Başkalarının tutumlarını ve duygularını asla dikkate almadı ve onlara saygı göstermedi. Başbakan Temmam Selam hükümetinde her zamanki gibi hareket ettiğinde Selam’ın sabrı taşma sınırına ulaşmıştı.
Ancak ertesi gün Basil, ülkeyi doldurmak ve şecere belirlemek için geri dönmüştü. Basil’in yalnızca Enerji Bakanlığı’nda 40 danışmanı bulunuyor.

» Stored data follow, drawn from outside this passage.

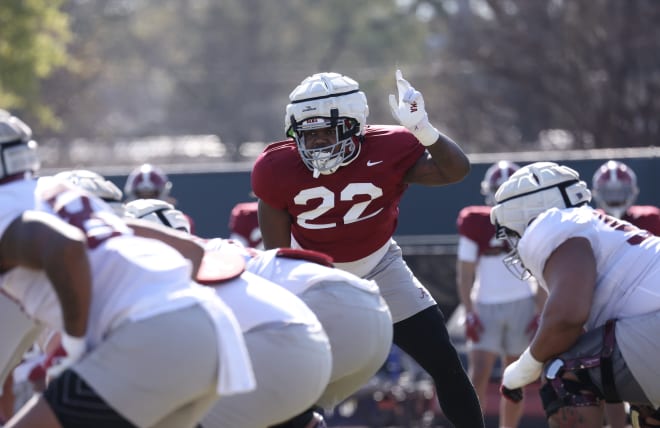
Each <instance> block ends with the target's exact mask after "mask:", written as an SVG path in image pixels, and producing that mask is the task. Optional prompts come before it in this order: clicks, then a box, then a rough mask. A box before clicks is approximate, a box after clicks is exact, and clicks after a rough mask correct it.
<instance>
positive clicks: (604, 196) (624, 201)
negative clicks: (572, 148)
mask: <svg viewBox="0 0 660 428" xmlns="http://www.w3.org/2000/svg"><path fill="white" fill-rule="evenodd" d="M591 187H592V192H593V197H594V201H595V202H596V206H597V207H598V208H600V209H602V210H603V211H605V212H606V213H607V214H609V215H611V216H614V217H617V218H621V217H622V216H623V215H624V214H625V212H626V211H627V210H628V208H630V206H631V205H632V204H634V203H635V201H636V200H637V195H638V194H639V188H638V187H637V175H635V172H634V171H633V170H632V169H630V167H628V165H626V164H624V163H623V162H619V161H615V160H609V161H607V162H605V163H604V164H602V165H601V166H600V167H599V168H598V169H597V170H596V172H595V173H594V178H593V180H592V184H591Z"/></svg>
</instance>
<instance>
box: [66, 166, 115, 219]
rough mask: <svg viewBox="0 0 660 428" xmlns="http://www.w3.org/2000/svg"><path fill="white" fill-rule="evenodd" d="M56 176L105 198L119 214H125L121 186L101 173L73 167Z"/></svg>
mask: <svg viewBox="0 0 660 428" xmlns="http://www.w3.org/2000/svg"><path fill="white" fill-rule="evenodd" d="M55 178H58V179H62V180H66V181H68V182H70V183H71V184H73V185H76V186H78V187H80V188H82V189H84V190H85V191H87V192H89V193H91V194H92V195H94V196H96V197H98V198H100V199H103V200H104V201H105V202H107V203H108V205H110V206H111V207H112V209H113V211H114V212H115V213H116V214H117V215H119V216H123V215H124V204H123V203H122V199H123V196H124V195H123V194H122V192H121V190H119V187H117V185H115V183H113V182H112V181H110V180H107V179H106V178H105V177H103V176H102V175H101V174H97V173H96V172H94V171H89V170H86V169H72V170H69V171H62V172H59V173H57V174H55Z"/></svg>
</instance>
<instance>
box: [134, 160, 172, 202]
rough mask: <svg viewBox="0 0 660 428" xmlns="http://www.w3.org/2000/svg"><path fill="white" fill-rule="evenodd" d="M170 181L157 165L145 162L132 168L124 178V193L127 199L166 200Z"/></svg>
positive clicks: (167, 194) (169, 188)
mask: <svg viewBox="0 0 660 428" xmlns="http://www.w3.org/2000/svg"><path fill="white" fill-rule="evenodd" d="M171 189H172V182H171V181H170V180H169V178H167V175H166V174H165V173H164V172H163V171H162V170H161V169H160V168H158V167H155V166H153V165H151V164H148V163H145V164H142V165H140V166H139V167H138V168H136V169H134V170H133V171H132V172H131V173H130V174H129V175H128V178H126V184H125V185H124V195H125V196H126V200H127V201H132V200H134V199H162V200H164V201H166V200H167V199H168V197H169V195H170V190H171Z"/></svg>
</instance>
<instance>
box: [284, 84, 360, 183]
mask: <svg viewBox="0 0 660 428" xmlns="http://www.w3.org/2000/svg"><path fill="white" fill-rule="evenodd" d="M289 100H290V101H291V102H290V103H289V104H288V105H287V107H286V115H285V117H284V129H285V132H286V134H287V136H288V137H290V138H293V139H294V140H295V141H296V145H297V148H298V152H299V155H300V157H301V159H302V161H303V164H304V165H305V166H306V167H307V168H308V169H309V170H310V171H312V173H313V175H314V178H318V177H319V176H320V175H321V174H333V173H334V172H336V171H337V169H339V168H340V167H342V166H345V165H348V164H349V163H350V162H351V161H353V160H354V159H355V158H356V157H357V156H358V154H359V152H360V144H361V142H362V138H363V136H364V133H365V127H366V119H367V116H368V115H369V106H368V105H367V97H366V96H365V95H364V92H362V91H360V87H359V85H358V83H357V82H356V81H355V80H353V79H351V78H350V77H347V76H342V75H341V74H338V73H317V74H314V75H312V76H309V77H307V78H306V79H305V80H303V81H302V82H301V83H300V85H298V86H297V87H296V88H295V89H294V90H293V91H292V92H291V94H289ZM325 128H333V129H334V130H335V137H334V142H333V143H332V144H327V145H326V146H325V147H312V145H311V144H309V143H310V141H309V137H308V138H307V140H308V141H305V135H304V132H306V131H312V130H319V129H325Z"/></svg>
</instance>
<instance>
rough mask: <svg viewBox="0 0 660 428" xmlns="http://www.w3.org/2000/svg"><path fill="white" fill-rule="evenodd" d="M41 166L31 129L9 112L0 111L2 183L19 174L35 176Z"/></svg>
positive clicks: (1, 172)
mask: <svg viewBox="0 0 660 428" xmlns="http://www.w3.org/2000/svg"><path fill="white" fill-rule="evenodd" d="M40 166H41V164H40V162H39V157H38V156H37V143H36V141H34V140H33V139H32V130H31V129H30V127H29V126H27V125H26V124H25V122H23V121H22V120H21V119H19V118H17V117H16V116H12V115H11V114H10V113H9V112H8V111H6V110H0V183H2V181H4V180H5V179H6V178H7V177H13V176H17V175H18V174H22V175H26V174H30V175H31V174H34V173H36V172H37V171H38V170H39V167H40Z"/></svg>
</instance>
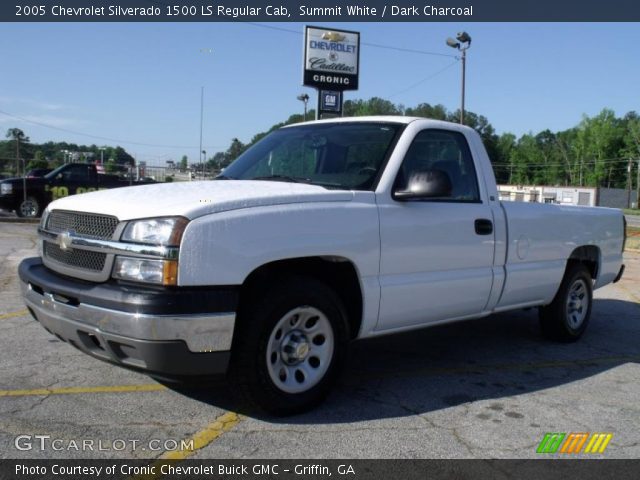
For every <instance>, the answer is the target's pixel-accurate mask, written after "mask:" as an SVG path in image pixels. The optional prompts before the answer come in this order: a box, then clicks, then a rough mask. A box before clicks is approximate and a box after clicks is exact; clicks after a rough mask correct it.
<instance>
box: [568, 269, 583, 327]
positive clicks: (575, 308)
mask: <svg viewBox="0 0 640 480" xmlns="http://www.w3.org/2000/svg"><path fill="white" fill-rule="evenodd" d="M587 302H588V293H587V285H586V283H585V282H584V280H583V279H581V278H578V279H577V280H576V281H575V282H573V284H572V285H571V287H569V293H568V295H567V307H566V311H567V321H568V322H569V326H570V327H571V328H574V329H577V328H579V327H580V325H582V323H583V322H584V319H585V318H586V317H587V311H588V303H587Z"/></svg>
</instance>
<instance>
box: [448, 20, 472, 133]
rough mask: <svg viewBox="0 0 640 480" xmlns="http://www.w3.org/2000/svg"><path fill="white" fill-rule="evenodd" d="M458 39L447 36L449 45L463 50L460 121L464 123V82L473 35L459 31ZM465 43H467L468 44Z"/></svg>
mask: <svg viewBox="0 0 640 480" xmlns="http://www.w3.org/2000/svg"><path fill="white" fill-rule="evenodd" d="M456 40H457V41H456ZM456 40H454V39H453V38H451V37H449V38H447V45H449V46H450V47H451V48H456V49H458V50H459V51H461V52H462V106H461V107H460V123H464V83H465V73H466V64H467V50H468V49H469V47H470V46H471V36H470V35H469V34H468V33H467V32H459V33H458V35H457V36H456ZM464 44H466V46H465V45H464Z"/></svg>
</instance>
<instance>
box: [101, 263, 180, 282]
mask: <svg viewBox="0 0 640 480" xmlns="http://www.w3.org/2000/svg"><path fill="white" fill-rule="evenodd" d="M113 277H114V278H119V279H121V280H130V281H133V282H144V283H154V284H156V285H175V284H176V283H177V280H178V262H176V261H175V260H148V259H145V258H133V257H120V256H118V257H116V261H115V265H114V267H113Z"/></svg>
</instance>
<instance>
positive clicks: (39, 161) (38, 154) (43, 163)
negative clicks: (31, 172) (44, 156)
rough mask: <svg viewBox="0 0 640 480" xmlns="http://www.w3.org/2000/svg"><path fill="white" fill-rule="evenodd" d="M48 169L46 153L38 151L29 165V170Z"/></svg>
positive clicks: (27, 165)
mask: <svg viewBox="0 0 640 480" xmlns="http://www.w3.org/2000/svg"><path fill="white" fill-rule="evenodd" d="M48 167H49V162H48V161H47V159H46V158H45V157H44V152H43V151H42V150H36V154H35V155H34V157H33V160H31V161H30V162H29V163H28V164H27V170H32V169H34V168H48Z"/></svg>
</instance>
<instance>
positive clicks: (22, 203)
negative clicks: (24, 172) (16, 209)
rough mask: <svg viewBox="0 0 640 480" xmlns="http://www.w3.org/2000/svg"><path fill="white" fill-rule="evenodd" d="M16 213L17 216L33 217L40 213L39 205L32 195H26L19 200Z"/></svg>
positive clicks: (39, 207)
mask: <svg viewBox="0 0 640 480" xmlns="http://www.w3.org/2000/svg"><path fill="white" fill-rule="evenodd" d="M16 214H17V215H18V216H19V217H26V218H34V217H37V216H38V215H39V214H40V205H39V204H38V201H37V200H36V199H35V198H33V197H27V199H26V200H23V201H22V202H20V205H18V209H17V211H16Z"/></svg>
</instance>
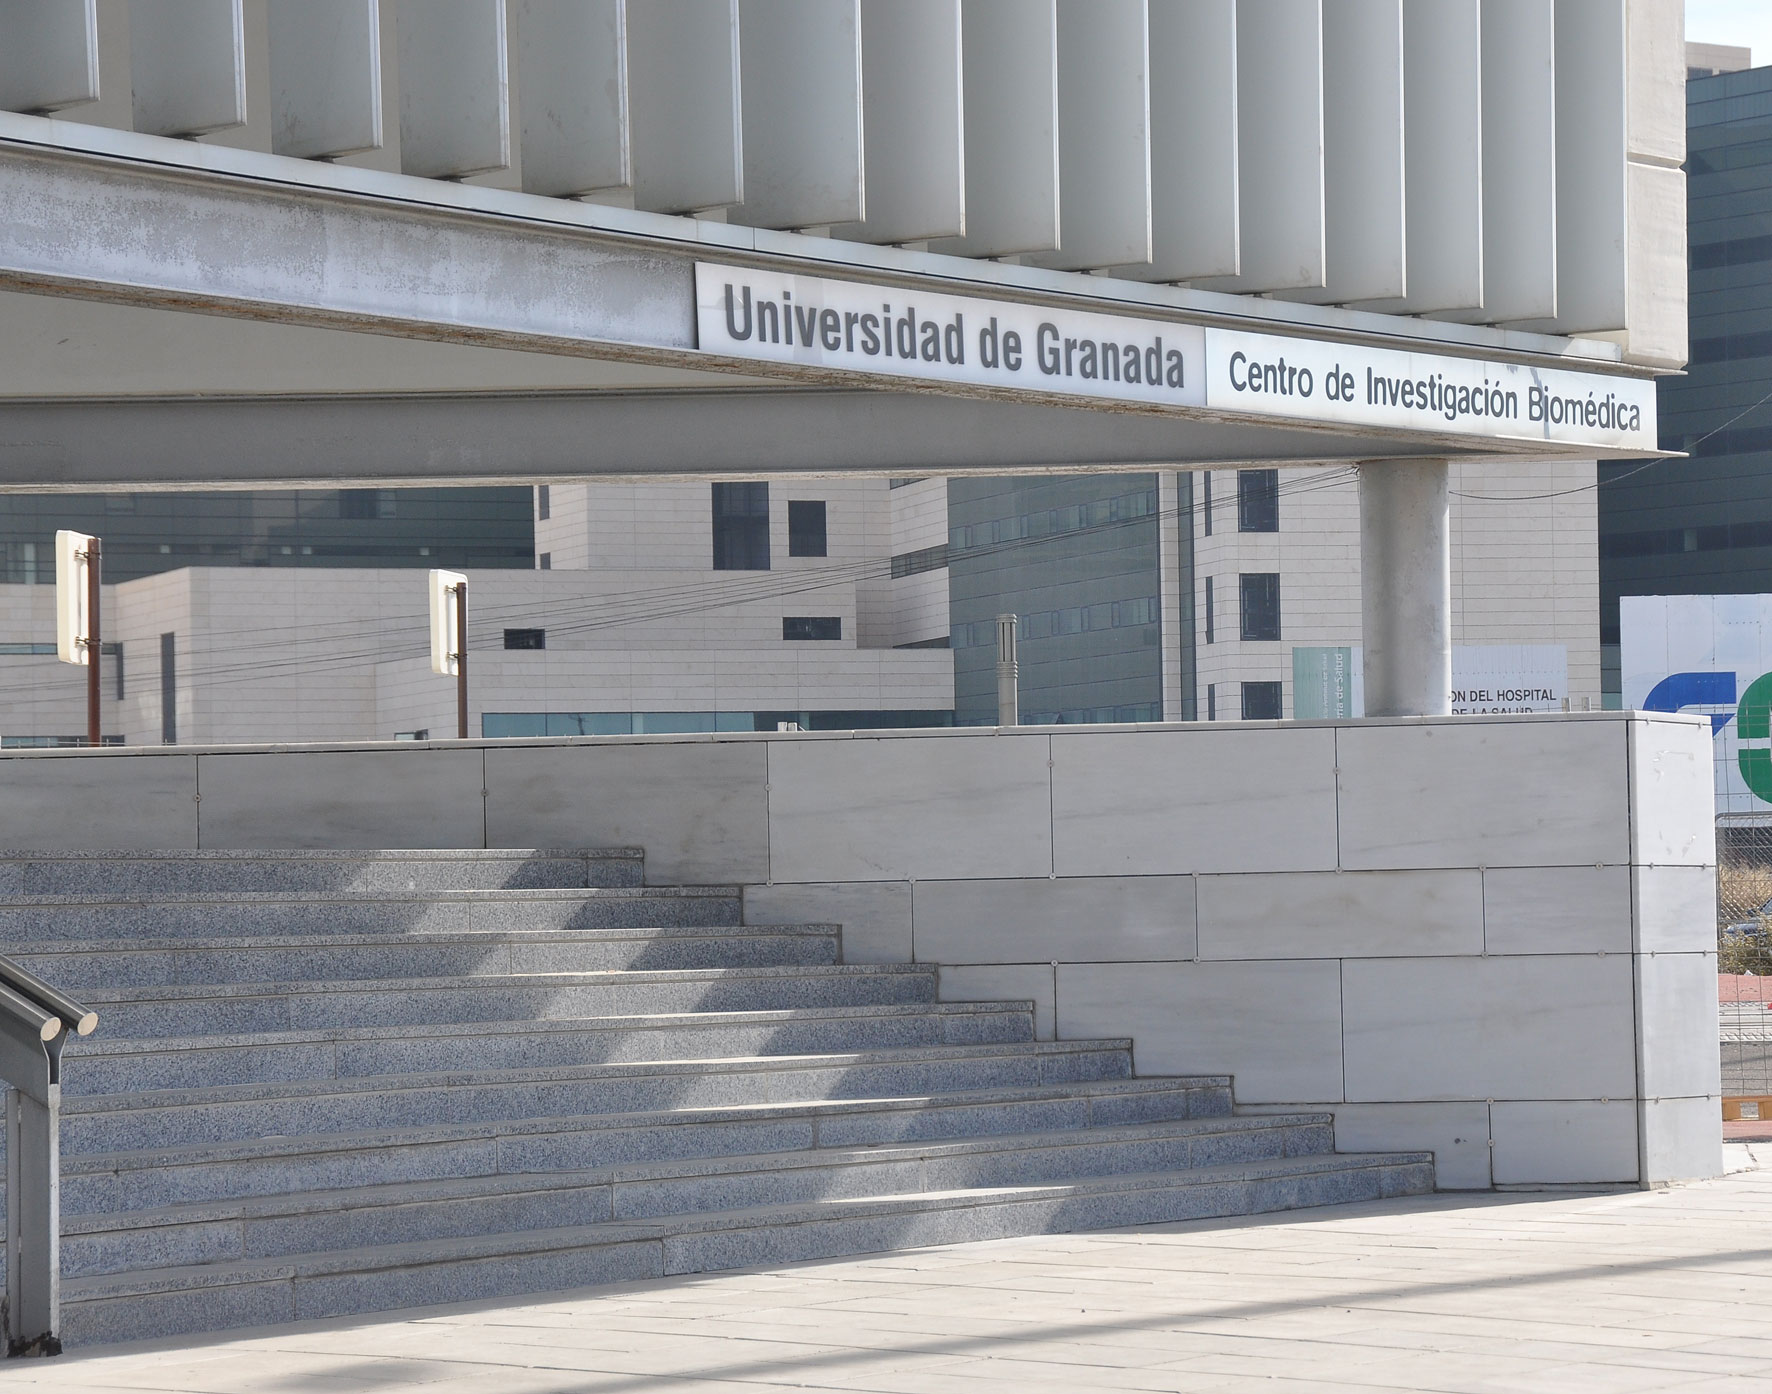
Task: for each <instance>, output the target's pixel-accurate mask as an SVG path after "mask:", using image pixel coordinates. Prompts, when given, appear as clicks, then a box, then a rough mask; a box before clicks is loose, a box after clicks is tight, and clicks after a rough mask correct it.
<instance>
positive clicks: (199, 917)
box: [0, 886, 744, 951]
mask: <svg viewBox="0 0 1772 1394" xmlns="http://www.w3.org/2000/svg"><path fill="white" fill-rule="evenodd" d="M742 923H744V909H742V903H741V896H739V887H735V886H659V887H641V886H617V887H588V889H553V891H184V893H179V894H172V896H152V898H147V896H135V898H131V896H128V894H12V896H5V898H4V900H0V944H9V946H27V944H35V942H43V941H90V939H103V941H119V939H236V937H243V935H245V937H252V935H299V933H317V935H338V933H448V932H457V930H478V932H484V933H501V932H510V930H599V928H663V926H673V925H711V926H712V925H742ZM0 951H5V949H0Z"/></svg>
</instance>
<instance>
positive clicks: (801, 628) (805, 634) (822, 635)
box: [781, 615, 843, 639]
mask: <svg viewBox="0 0 1772 1394" xmlns="http://www.w3.org/2000/svg"><path fill="white" fill-rule="evenodd" d="M781 638H783V639H840V638H843V622H842V618H840V616H836V615H783V616H781Z"/></svg>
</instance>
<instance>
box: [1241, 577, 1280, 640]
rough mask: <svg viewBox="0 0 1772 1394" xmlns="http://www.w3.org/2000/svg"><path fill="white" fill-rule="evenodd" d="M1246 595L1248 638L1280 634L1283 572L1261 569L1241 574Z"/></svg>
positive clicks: (1242, 590)
mask: <svg viewBox="0 0 1772 1394" xmlns="http://www.w3.org/2000/svg"><path fill="white" fill-rule="evenodd" d="M1237 581H1239V586H1240V590H1242V595H1240V597H1239V599H1240V600H1242V604H1240V611H1242V615H1240V618H1242V638H1244V639H1278V638H1279V572H1278V570H1258V572H1249V574H1244V576H1240V577H1237Z"/></svg>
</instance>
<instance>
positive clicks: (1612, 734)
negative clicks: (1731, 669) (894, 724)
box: [0, 712, 1721, 1187]
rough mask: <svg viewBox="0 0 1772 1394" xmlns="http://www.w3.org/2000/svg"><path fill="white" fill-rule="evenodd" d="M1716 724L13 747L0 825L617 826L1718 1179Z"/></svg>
mask: <svg viewBox="0 0 1772 1394" xmlns="http://www.w3.org/2000/svg"><path fill="white" fill-rule="evenodd" d="M1710 779H1712V774H1710V733H1708V724H1706V723H1705V721H1703V719H1698V717H1680V716H1673V717H1666V716H1643V714H1620V712H1593V714H1570V716H1543V717H1535V716H1524V717H1522V716H1510V717H1449V719H1407V721H1352V723H1216V724H1198V723H1196V724H1162V726H1136V728H1129V726H1118V728H1115V726H1095V728H1076V726H1069V728H1065V726H1058V728H1015V730H1006V732H996V730H966V728H962V730H948V732H905V733H886V732H882V733H863V735H849V733H787V735H773V733H771V735H689V737H633V739H595V740H533V742H439V744H429V746H418V744H404V746H353V747H344V746H330V747H328V746H291V747H214V749H142V751H96V753H89V751H34V753H23V751H21V753H12V751H9V753H5V756H0V845H9V847H19V848H27V847H30V848H41V847H83V848H96V847H611V845H636V847H643V848H645V850H647V877H649V880H652V882H654V884H672V882H739V884H742V886H746V900H744V903H746V919H748V921H750V923H789V921H808V919H815V921H838V923H842V925H843V953H845V956H847V958H849V960H851V962H907V960H916V962H934V964H939V965H941V990H943V997H946V999H952V1001H969V999H996V997H1030V999H1033V1001H1035V1004H1037V1024H1038V1031H1040V1034H1044V1036H1060V1038H1079V1036H1102V1034H1107V1036H1122V1034H1127V1036H1132V1038H1134V1042H1136V1063H1138V1068H1139V1072H1141V1073H1196V1072H1224V1073H1232V1075H1235V1080H1237V1096H1239V1102H1242V1104H1246V1105H1255V1107H1269V1105H1271V1107H1276V1109H1278V1107H1297V1105H1301V1104H1302V1105H1318V1107H1324V1109H1331V1111H1334V1114H1336V1137H1338V1144H1340V1146H1343V1148H1432V1150H1434V1153H1435V1157H1437V1162H1439V1181H1441V1185H1442V1187H1488V1185H1542V1183H1581V1181H1637V1183H1650V1185H1653V1183H1664V1181H1671V1180H1680V1178H1689V1176H1706V1174H1714V1173H1715V1171H1719V1167H1721V1121H1719V1119H1721V1109H1719V1088H1721V1086H1719V1063H1717V1026H1715V1022H1717V1010H1715V937H1714V882H1715V845H1714V831H1712V829H1714V824H1712V790H1710Z"/></svg>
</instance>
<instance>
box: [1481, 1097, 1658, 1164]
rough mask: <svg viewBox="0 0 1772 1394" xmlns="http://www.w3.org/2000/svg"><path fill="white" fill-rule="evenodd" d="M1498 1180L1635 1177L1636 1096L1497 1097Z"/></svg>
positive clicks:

Limandaki korkunç felaketin, Cumhurbaşkanının damadını, Lübnan’ın partisine miras kalmadığına ikna etmesi gerekiyordu. Bu sefalet, korku, ölüm ve kan görüntülerinin daha fazla eleştiriye mahal vermemesi gerekiyordu.
Eski cumhurbaşkanları arasında yeni bir başbakan aramak gelenekseldir. İsimler arasında adı geçmeyen iki kişi var; hükümeti kurmaya kimseyi kazanımlarına ikna edemeyen Dr. Hassan Diyab ve Enerji Bakanlığı’nı yıkıp Dışişleri Bakanlığı’nı da yok eden Cibran Basil.
Diyab’ın siyasi çalışmaları başlamadan sona erdi. Kendisi, insanlar arasındaki genel arzuyu görmezden geldi, kibir ve küçümsemeyle ortak olma kararı aldı.
Her şey ise başbakanlık unvanı içindi. Ama sadece bir kez buna ulaştı. Beyrut’taki korkunç ve yıkıcı patlama, onu dışarı atmadı, daha ziyade Cumhurbaşkanı ve Temsilciler Meclisi Başkanı karşısında kötü performansını gösterdi.
Başbakan, sanki başka bir adamla birlikteymiş gibi, geçiş aşamasında geçici bir vekilmiş gibi davrandı. Ah, ama zevk uzun sürmedi!
Sayın Diyab, başbakanlık unvanını çok sevdi. Sarayda yaşamayı çok sevdi ve bu yüzden de ilk gece itibarıyla orada yaşamaya başladı.
Uzun araç konvoylarını çok sevdi. Ancak ona bu zevkleri sürdürme gücü veremeyen donuk bir hükümet kurdu.
Bu sözler sizi şaşırtabilir. Ama dürüst olmak gerekirse, Basil’in daha az kibirli ve daha az takıntılı olmasını diliyordum.
Lübnan’ı bu çocuksu aşamadan kurtarmasını umuyordum. Ve Diyab’ın daha verimli olmasını temenni ediyordum. Sadece umuyordum.
*Bu makalede yer alan fikirler yazara aittir ve Independent Türkçe’nin editöryal politikasını yansıtmayabilir.